Charlie, bientôt 24 ans, mène une vie sans excès : elle se rêve artiste, travaille comme graphiste, et peine à joindre les deux bouts. Quand son frère vient la retrouver après douze ans d’absence, son existence va être considérablement perturbée. Vincent a 30 ans et sort tout juste de prison où il a purgé une lourde peine. Il a tout à apprendre dans un monde qu’il ne connaît plus, et où il devra pourtant se faire une place. Charlie est prête à l’aider. C’est son frère après tout, son frère dont la colère peut devenir incontrôlable et tout détruite malgré lui.
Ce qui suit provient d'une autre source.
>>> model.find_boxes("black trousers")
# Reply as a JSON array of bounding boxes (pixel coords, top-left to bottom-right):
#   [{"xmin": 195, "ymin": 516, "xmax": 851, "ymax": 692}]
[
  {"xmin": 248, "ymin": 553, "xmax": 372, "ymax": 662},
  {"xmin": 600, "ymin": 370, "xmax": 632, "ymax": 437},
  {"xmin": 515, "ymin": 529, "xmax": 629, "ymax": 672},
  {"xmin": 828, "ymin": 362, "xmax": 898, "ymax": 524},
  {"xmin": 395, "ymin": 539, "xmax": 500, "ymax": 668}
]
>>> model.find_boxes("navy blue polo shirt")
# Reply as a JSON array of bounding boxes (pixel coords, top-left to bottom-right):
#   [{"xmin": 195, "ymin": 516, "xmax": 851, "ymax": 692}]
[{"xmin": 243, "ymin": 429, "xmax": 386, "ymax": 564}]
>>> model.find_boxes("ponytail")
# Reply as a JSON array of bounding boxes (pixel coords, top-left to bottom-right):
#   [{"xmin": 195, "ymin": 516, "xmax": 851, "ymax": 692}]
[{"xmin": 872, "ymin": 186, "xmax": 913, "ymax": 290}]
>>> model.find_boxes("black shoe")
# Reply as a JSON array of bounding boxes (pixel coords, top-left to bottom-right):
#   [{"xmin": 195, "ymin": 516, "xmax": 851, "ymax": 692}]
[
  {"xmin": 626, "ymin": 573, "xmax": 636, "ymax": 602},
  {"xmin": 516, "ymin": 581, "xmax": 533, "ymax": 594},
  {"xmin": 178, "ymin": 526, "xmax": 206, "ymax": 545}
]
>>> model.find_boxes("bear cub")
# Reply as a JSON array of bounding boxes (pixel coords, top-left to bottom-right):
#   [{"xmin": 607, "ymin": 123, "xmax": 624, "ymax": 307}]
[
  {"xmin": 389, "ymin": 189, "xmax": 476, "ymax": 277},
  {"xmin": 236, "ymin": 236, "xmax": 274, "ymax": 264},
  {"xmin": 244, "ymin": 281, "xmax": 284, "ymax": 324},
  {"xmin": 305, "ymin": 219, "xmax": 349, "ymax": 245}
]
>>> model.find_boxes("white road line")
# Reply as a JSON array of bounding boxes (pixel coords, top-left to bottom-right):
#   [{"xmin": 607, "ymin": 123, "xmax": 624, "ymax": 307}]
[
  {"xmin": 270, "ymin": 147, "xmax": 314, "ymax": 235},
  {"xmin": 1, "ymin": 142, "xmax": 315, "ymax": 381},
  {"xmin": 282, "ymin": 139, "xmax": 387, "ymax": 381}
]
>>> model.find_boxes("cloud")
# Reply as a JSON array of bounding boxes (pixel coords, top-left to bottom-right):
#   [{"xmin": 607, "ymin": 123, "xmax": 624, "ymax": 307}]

C’est donc l’histoire d’une tentative de réinsertion, de réadaptation, de retour à la vie, parmi les autres, avec ses règles et ses contraintes. La famille a explosé, le père ne parle plus au fils, la mère est partie à l’étranger et donne parfois des nouvelles, par des lettres qu’elle envoie à Charlie, et auxquelles elle joint des drapeaux de papier. Charlie et Vincent vont devoir apprendre à se (re)connaître, puis peut être à s’aimer…Mais le chemin est long et semé d’embûches.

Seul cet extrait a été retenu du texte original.